Neutravidin high-binding plates were coated (O/N, 4°C) with a biotinylated CCP peptide (Peptide International) (Biotin-HSTKRGHAKSRPV-Cit-GHQ-(CHQEST-Cit-GRSRGRC)-GRSGS-OH) at 100 μl/well of 10 μg/ml stock solution in PBS. The following day, plates were washed 6x with PBS-T (0.1% Tween 20) and blocked (2 hour, RT) with PBS with 0.1% Tween 20 and 1% BSA, and mouse sera were applied at 1:1000 dilution. Plates were incubated (2 hour, RT) with samples (100 μl/well), washed 6x with PBS-T, and incubated (1 hour, RT) with the appropriate HRP-conjugated secondary antibodies (1:2000; Santa Cruz Biotechnology). Following 6 washes in PBS-T, plates were developed (15 minutes, RT) in 75μl/well of TMB substrate (ThermoFisher) and quenched with 75μl/well of 2N H₂SO₄. Absorbance was measured at 450 nm, and the numerical titer was based on the standard from the Inova Diagnostics CCP3 kit.

Generation of High Affinity Murine and Human CD22 Ligands.

The synthesis of the high affinity mCD22L, described as ^BPANeu5Gca2-6Galb1-4GlcNAc-lipid, and high affinity hCD22L, described as ^MPBNeu5Aca2-6Galb1-4GlcNAc-lipid, were prepared as described previously^{48, 49}.

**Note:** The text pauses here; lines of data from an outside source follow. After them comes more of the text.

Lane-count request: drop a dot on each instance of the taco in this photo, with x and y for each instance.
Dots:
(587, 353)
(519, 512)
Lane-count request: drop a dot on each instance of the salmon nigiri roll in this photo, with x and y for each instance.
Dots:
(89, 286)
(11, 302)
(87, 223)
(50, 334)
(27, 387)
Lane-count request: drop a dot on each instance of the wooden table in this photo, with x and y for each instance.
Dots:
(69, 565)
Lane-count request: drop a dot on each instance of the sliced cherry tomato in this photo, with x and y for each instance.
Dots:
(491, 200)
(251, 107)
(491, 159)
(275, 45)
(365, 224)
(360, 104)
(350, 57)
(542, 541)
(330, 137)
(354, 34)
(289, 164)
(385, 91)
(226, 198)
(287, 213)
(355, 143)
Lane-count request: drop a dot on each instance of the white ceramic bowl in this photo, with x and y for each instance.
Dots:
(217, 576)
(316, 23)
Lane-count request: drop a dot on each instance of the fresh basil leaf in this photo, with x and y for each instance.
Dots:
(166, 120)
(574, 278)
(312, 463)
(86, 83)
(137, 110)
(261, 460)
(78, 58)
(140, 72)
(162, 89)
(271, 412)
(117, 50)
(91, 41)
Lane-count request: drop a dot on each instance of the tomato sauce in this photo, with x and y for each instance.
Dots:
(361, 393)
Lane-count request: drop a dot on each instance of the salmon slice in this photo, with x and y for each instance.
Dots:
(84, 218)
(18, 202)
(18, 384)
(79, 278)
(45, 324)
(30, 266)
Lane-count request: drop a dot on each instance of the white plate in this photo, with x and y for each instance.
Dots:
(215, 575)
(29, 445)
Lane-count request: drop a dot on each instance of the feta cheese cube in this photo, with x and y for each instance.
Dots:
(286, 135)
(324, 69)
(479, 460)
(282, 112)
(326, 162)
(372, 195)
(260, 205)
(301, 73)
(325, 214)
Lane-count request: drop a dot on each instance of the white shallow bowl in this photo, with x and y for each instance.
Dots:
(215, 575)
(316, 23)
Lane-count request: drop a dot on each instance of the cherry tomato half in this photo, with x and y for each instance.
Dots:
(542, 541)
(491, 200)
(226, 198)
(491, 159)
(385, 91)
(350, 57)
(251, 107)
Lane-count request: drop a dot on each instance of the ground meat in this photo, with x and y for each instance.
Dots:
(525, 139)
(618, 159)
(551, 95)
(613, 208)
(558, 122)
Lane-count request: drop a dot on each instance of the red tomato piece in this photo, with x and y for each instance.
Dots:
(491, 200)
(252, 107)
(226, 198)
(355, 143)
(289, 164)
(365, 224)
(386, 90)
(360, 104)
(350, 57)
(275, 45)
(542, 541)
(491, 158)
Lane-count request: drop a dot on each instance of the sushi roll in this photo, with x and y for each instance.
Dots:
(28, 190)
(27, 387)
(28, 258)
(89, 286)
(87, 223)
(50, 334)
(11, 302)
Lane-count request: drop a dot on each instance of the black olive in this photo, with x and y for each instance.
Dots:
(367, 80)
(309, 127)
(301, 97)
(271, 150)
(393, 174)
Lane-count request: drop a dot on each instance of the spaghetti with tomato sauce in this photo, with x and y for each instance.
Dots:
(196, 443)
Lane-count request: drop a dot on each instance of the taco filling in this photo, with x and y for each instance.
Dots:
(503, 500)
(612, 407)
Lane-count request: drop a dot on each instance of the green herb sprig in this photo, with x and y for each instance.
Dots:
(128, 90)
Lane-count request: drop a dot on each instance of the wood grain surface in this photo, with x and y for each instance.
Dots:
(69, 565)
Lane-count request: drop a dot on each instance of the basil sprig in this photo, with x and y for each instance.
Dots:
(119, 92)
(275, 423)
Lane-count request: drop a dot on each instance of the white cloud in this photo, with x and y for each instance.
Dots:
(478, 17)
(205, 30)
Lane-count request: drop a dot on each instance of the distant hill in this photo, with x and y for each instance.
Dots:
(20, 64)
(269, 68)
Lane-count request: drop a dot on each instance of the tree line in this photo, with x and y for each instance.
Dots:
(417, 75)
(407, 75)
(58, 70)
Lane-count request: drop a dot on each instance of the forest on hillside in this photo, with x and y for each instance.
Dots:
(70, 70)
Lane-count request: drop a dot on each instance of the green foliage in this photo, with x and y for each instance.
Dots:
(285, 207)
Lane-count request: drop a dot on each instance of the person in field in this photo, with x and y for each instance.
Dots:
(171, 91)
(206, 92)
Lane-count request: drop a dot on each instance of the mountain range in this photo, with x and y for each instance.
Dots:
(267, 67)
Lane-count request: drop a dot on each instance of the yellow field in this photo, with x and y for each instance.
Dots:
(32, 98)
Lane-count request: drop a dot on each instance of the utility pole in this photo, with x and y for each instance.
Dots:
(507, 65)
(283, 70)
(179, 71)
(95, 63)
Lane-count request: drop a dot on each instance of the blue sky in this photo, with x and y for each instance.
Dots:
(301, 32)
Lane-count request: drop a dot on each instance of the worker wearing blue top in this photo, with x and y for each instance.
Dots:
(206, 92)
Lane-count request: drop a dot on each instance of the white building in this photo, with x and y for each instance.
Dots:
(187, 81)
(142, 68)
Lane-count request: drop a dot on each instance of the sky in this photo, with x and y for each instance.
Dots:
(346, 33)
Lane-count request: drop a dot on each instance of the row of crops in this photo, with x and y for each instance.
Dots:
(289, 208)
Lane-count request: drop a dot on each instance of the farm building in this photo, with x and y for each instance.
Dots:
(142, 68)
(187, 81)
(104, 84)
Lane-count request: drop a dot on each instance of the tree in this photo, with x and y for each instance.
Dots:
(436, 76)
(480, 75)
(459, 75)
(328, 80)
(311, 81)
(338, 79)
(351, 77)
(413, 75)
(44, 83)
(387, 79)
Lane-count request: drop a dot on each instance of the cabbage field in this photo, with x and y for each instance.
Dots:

Liposomes and Protein-lipid Conjugation.

A detailed protocol for conjugation of proteins to PEG-DSPE and liposomal preparation can be found in detail elsewhere^{50, 79, 80}. Preparation of CCP-PEG-DSPE was commercially prepared (Peptide International; Louisville, KY). Briefly, all liposomes were composed of distearoyl phosphatidylcholine (DSPC, Avanti Polar Lipids), cholesterol (SigmaAldrich), PEG-DSPE, pegylated lipids in a 60:35:5 molar ratio and were extruded through an 800 nm, 200 nm, and finally 100 nm filter a minimum of 20 times each, followed by running the liposomes on a CL-4B column to remove any unconjugated protein or ligand. Liposomal compositions used in these studies consisted of 0.03% anti-human IgG F_ab fragment or 0.1% CCP as the antigens, with or without 1.5% CD22L (mouse- or human-specific ligands), all of which were linked to PEG-DSPE. Care was taken to ensure that the total mol% of PEG was 5% in all liposomes.

Statistics.

GraphPad Prism was used to determine statistical significance; test used for statistical significance is indicated in each figure legend.